TSDiff achieved higher accuracy than existing methods using 3D geometric information, despite its simplified 2D input. Quantum chemical calculations (DFT) validated the generated TS conformations. A high success rate (90.6%) was achieved in validating generated geometries as saddle points with a single imaginary vibrational frequency, followed by intrinsic reaction coordinate (IRC) calculations to verify that they connect the correct reactants and products. TSDiff generated 2303 new TS conformations at saddle points different from the reference data, some with lower barrier heights, suggesting more favorable reaction pathways. The model's ability to generate diverse conformations was demonstrated through an experiment where 100 samples for a single reaction were successfully optimized to saddle points, resulting in nine distinct TS conformations. The mean absolute error (MAE) of interatomic distances (D-MAE) between generated and optimized geometries was low (0.045 Å). The coverage (COV) and matching (MAT) scores improved significantly with increased sampling rounds. With ten sampling rounds, 84% of reference TSs were covered with a D-MAE ≤ 0.1 Å. Compared to existing models, TSDiff achieved lower D-MAE values (0.137 Å without conformer matching, 0.063 Å and 0.067 Å with conformer matching for one and eight sampling rounds, respectively).
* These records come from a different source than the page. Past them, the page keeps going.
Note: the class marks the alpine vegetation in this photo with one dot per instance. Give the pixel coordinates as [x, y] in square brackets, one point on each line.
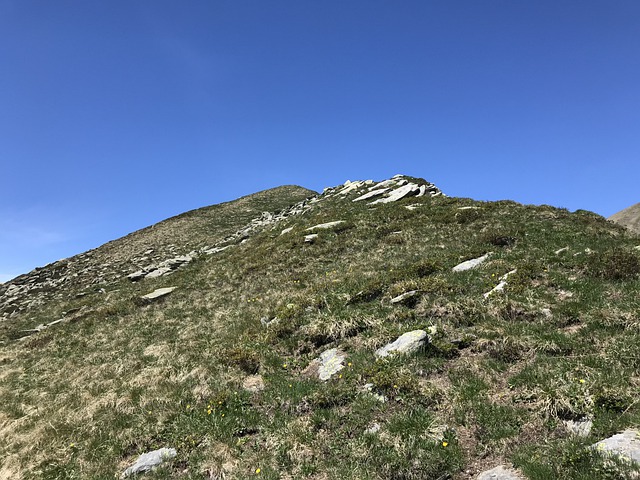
[378, 330]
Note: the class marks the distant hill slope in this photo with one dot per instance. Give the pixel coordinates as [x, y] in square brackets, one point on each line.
[377, 331]
[629, 217]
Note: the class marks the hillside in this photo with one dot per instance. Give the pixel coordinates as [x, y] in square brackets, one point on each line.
[379, 330]
[629, 217]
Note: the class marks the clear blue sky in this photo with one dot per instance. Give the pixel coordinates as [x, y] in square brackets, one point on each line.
[117, 114]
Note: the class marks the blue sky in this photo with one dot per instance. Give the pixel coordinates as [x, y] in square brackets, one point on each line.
[115, 115]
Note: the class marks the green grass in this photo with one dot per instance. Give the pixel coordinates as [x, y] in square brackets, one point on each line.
[82, 400]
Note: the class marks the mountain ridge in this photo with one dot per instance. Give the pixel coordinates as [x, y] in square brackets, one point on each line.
[378, 330]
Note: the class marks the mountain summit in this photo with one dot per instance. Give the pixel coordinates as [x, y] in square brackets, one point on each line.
[376, 330]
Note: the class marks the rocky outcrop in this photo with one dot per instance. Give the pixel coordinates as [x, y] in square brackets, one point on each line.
[405, 343]
[149, 461]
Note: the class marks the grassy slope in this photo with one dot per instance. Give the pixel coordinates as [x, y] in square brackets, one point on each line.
[83, 400]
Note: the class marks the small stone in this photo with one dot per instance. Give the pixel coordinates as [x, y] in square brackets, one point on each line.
[501, 472]
[469, 264]
[159, 293]
[405, 343]
[253, 383]
[310, 238]
[580, 428]
[375, 428]
[150, 460]
[501, 285]
[405, 296]
[625, 445]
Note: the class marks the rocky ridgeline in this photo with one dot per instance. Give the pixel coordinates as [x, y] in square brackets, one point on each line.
[89, 273]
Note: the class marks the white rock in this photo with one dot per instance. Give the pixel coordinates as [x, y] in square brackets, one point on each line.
[158, 272]
[501, 472]
[625, 445]
[405, 343]
[469, 264]
[501, 285]
[330, 363]
[580, 428]
[398, 194]
[310, 238]
[160, 292]
[324, 226]
[375, 428]
[371, 194]
[402, 297]
[150, 460]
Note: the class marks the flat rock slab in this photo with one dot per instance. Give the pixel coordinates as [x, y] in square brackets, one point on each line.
[253, 383]
[405, 343]
[405, 296]
[324, 226]
[399, 193]
[159, 293]
[469, 264]
[371, 194]
[150, 460]
[501, 472]
[625, 445]
[328, 364]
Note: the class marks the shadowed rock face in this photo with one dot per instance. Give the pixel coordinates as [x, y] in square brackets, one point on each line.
[629, 217]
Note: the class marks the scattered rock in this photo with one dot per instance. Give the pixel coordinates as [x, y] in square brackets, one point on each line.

Analysis of failure cases revealed that many failures were due to inconsistencies in the reference data’s IRC validation. After refining the test set, TSDiff achieved a success rate of 97.4% in saddle point optimization and 90.6% in IRC validation. Further analysis on four reactions revealed that TSDiff could capture TSs with different reaction coordinates and bond breaking/formation sequences, showcasing its ability to explore multiple reaction pathways.

TSDiff's ability to predict TS geometries from 2D molecular graphs represents a significant advance in computational chemistry. Its efficiency and accuracy stem from its ability to avoid the computationally expensive and user-intensive process of 3D structure preparation and alignment. The ability to generate multiple TS conformations is crucial for identifying more favorable reaction pathways that might be missed using traditional methods. The high success rates in both saddle point optimization and IRC validation demonstrate TSDiff's reliability as an initial TS guesser. The discovery of numerous new TS conformations with lower barrier heights than those in the reference database highlights the potential for discovering novel reaction pathways. This approach has implications for accelerating reaction mechanism elucidation and catalyst design. The demonstrated transferability to another benchmark dataset further supports the general applicability of this method.

This study introduces TSDiff, a novel diffusion-based generative AI model for exploring transition states using only 2D molecular graphs. TSDiff outperforms existing methods in accuracy and efficiency, demonstrating its potential to accelerate reaction mechanism studies. The ability to generate diverse TS conformations enables the identification of more favorable reaction pathways. While currently limited to organic reactions, future work could extend its applicability to inorganic reactions with the availability of larger and more comprehensive datasets. Further improvements could focus on refining the model's ability to handle reactions with more complex mechanisms.

The current version of TSDiff is primarily focused on organic gas-phase reactions. The availability of large, high-quality datasets for other reaction types (inorganic, solution-phase, etc.) is limited, hindering the immediate applicability of TSDiff to a broader range of chemical systems. The accuracy of TSDiff relies on the accuracy of the underlying quantum chemical calculations used to generate the training data. Future work could explore more robust methods to address potential errors or biases in the training data. The computational cost of the diffusion model, while significantly lower than DFT calculations, is still higher than simpler ML models. Optimizations to reduce inference time are possible areas for future improvement.